To be radical means to have some innovative, creative, revolutionary yet sensical ideas that were not proposed before, or were proposed by only a small minority in society. In this sense, to be radical means being useful, not  harmful,  to  society. And this is not what we hear or read, especially from the government and mainstream media.

Nice quotes where Rommel partly got these insights. He also mentioned Jean Jacques Rousseau, a classical French political philosopher, on the subject of radicalism.

I like these quotes because they apply to what we are doing in Minimal (not zero) Government Thinkers -- advocating less and limited government, less taxes and mandatory fees, more personal freedom and responsibillity, rule of law -- without advocating violence. Zero tolerance for violence and physical attacks. To be radical means to have high degree of tolerance and respect for people's diversity and spontaneity. People can be very bright or very stupid in advocating something, fine, so long as no violence is used to advance such advocacies.

Here are portions of the presentations by Mr. (or Prof?) Lingga. I like his data on the peaceful nature of Filipino Muslims, their high tolerance to live and co-exist with non-Muslims.

Rommel has a longer list of violent Islamic fundamentalist groups aside from the Abu Sayyaf Group (ASG) and the BIFF. These include the Rogue MNLF Elements (RME), Jimayah Islamiyah (JI) and the Khilafa Islamiyah Mindanao (KIM).

During the open forum, I spoke and argued that the bloated and pampered AFP and PNP bureaucracies are part of the problem why violence by the local communists (CPP-NPA) and Muslim secessionist movement stayed too long. Dealing with these violent local groups should be primarily a police function (plus LGUs, civil society), not military function (their constitutional mandate is external defense) hat generally uses heavy armaments and often, commit human rights violations, deliberately or not  The police are not doing this job, the AFP comes in to do what the police should be doing, and huge AFP annual budget and perks are justified while the PNP also keep their huge annual budget.

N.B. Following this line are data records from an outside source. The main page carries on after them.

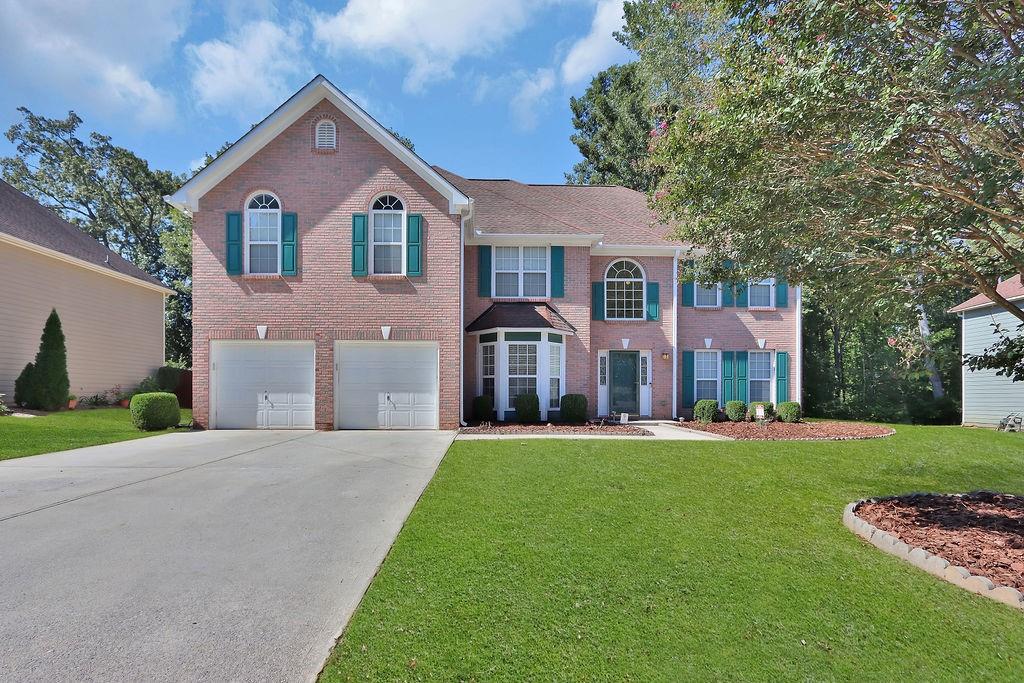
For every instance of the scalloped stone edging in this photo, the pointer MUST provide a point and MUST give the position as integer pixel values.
(923, 559)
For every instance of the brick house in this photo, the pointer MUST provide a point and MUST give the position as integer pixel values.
(342, 282)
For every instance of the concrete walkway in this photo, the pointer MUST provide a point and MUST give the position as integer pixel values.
(214, 556)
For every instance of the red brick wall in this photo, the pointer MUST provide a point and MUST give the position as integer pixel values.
(325, 302)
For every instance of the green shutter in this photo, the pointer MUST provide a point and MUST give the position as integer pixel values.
(597, 301)
(653, 301)
(557, 272)
(728, 383)
(289, 244)
(781, 377)
(781, 294)
(232, 239)
(689, 375)
(483, 270)
(741, 376)
(359, 253)
(414, 245)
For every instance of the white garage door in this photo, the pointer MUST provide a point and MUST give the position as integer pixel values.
(262, 385)
(386, 385)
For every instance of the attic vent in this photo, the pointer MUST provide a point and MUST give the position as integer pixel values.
(326, 135)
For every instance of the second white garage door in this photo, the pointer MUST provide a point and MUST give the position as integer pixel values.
(386, 385)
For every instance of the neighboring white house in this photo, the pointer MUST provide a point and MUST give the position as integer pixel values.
(988, 397)
(112, 312)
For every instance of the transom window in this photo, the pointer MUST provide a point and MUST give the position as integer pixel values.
(624, 291)
(520, 271)
(759, 369)
(388, 215)
(327, 135)
(263, 235)
(707, 375)
(760, 295)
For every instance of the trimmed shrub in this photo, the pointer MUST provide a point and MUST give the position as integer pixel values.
(790, 412)
(527, 408)
(483, 409)
(735, 411)
(706, 411)
(752, 412)
(572, 408)
(155, 411)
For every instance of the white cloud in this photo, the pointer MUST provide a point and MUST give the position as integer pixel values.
(250, 72)
(95, 54)
(597, 49)
(431, 35)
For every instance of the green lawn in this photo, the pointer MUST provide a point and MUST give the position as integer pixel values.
(679, 561)
(69, 429)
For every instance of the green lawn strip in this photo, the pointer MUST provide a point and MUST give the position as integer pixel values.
(69, 429)
(561, 560)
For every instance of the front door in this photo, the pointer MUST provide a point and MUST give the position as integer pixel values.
(625, 389)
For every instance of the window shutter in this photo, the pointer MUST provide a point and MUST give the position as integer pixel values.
(557, 272)
(597, 301)
(289, 244)
(741, 376)
(483, 270)
(653, 301)
(728, 377)
(689, 375)
(781, 294)
(414, 245)
(359, 256)
(232, 239)
(781, 377)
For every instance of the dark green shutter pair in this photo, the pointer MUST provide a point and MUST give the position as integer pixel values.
(414, 245)
(289, 244)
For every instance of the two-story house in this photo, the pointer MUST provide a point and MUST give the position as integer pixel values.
(342, 282)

I asked Mr.  Lingga if there is a  substantial sector of Filipino Muslims who  think this way too, of the negative impact of heavy military and police bureaucratism. Unfortunately, the impression I gave (or his impression) was that I was asking about overall government bloated bureaucracies. He answered that the new entity under the proposed Bangsamoro  Basic Law (BBL) will determine what is the appropriate and  optimal size of bureaucracy they will  have.

After the open  forum, I approached him and mentioned that I  was referring  to  the AFP-PNP bureaucracies. The people feel unsafe while paying many taxes to sustain these two huge armed bureaucracies (plus many other bureaucracies). So they get many private security agencies to have peace of mind, or they arm themselves and put justice in their hands, common in many provinces in Mindanao.

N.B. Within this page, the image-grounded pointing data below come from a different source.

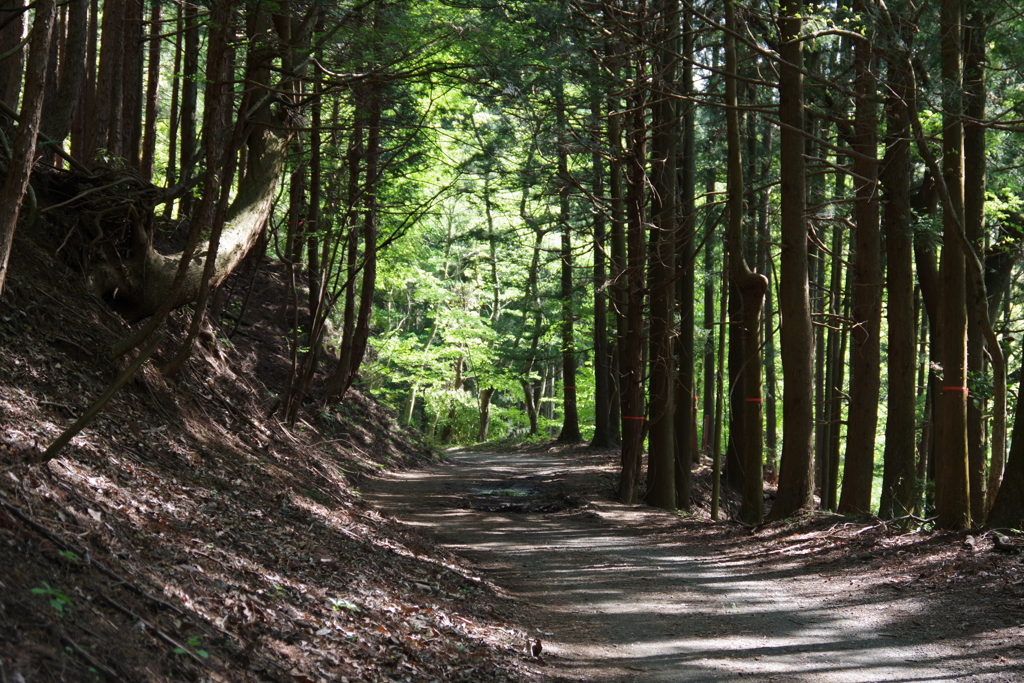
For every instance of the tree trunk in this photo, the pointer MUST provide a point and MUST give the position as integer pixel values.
(898, 468)
(570, 416)
(662, 386)
(751, 287)
(686, 395)
(152, 94)
(796, 483)
(975, 37)
(951, 492)
(632, 358)
(345, 374)
(484, 428)
(24, 155)
(602, 360)
(864, 371)
(58, 113)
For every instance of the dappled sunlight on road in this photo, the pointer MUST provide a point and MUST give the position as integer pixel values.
(613, 604)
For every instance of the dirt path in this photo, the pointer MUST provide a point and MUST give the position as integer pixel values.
(617, 594)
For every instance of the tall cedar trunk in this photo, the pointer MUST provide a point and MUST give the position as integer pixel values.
(602, 365)
(130, 119)
(974, 225)
(570, 417)
(172, 124)
(154, 283)
(898, 461)
(751, 287)
(716, 467)
(152, 94)
(354, 159)
(107, 105)
(616, 203)
(768, 319)
(686, 396)
(12, 69)
(864, 371)
(632, 358)
(343, 376)
(709, 381)
(662, 440)
(217, 181)
(189, 96)
(796, 482)
(951, 493)
(1008, 509)
(24, 154)
(58, 113)
(484, 426)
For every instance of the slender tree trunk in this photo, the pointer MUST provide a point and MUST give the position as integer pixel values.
(864, 370)
(662, 386)
(751, 287)
(12, 69)
(189, 96)
(19, 170)
(898, 469)
(570, 416)
(632, 358)
(129, 120)
(344, 375)
(686, 395)
(616, 288)
(602, 365)
(58, 113)
(796, 482)
(951, 492)
(484, 427)
(975, 37)
(152, 94)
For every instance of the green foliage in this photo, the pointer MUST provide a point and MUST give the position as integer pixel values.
(57, 600)
(194, 644)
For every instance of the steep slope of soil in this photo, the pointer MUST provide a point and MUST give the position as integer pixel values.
(626, 593)
(187, 535)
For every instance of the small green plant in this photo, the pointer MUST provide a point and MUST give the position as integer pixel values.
(194, 643)
(508, 493)
(341, 603)
(58, 600)
(70, 556)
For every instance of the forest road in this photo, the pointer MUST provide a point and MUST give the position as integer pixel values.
(622, 593)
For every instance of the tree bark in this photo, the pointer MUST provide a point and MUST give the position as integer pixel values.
(632, 359)
(570, 417)
(662, 386)
(796, 483)
(951, 483)
(898, 476)
(751, 287)
(24, 154)
(864, 371)
(58, 113)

I met many new faces there. Since I came  late, all the seats in  the middle and rear  tables  were fully occupied. A staff of one of the organizers looked for a vacant seat, he found one -- in the front table. So I was seated with some foreign  diplomats, police and other PH  government officials. I am sure the PNP officials beside me did not  like what  I said during  the open forum, no problem.

Had a chat with two  diplomats, Greg (?) from the Australian Embassy, and Mr. Ueno , First Secretary of Japan Embassy. He asked me about MGT, I said that we are just a small, independent free market think tank advocating  limited government. The main function of government is to promulgate the rule of law, protect the citizens' right to private property, right to life,  right to liberty, and many other functions  like endless welfarism are secondary to unnecessary functions.

A photo with Rommel (right) and Steve Cutler (middle), a bright man whose ideas in fb I follow. Steve is now a private businessman and  was  a  former  US Embassy official here in  Manila.

Overall, it was  a great conference. Thanks again Rommel for the invite. Do invite me again. Defense security and terrorism research is not my cup of tea but I benefit from listening to the experts in  this field, and imparting part of my ideas whenever they might fit.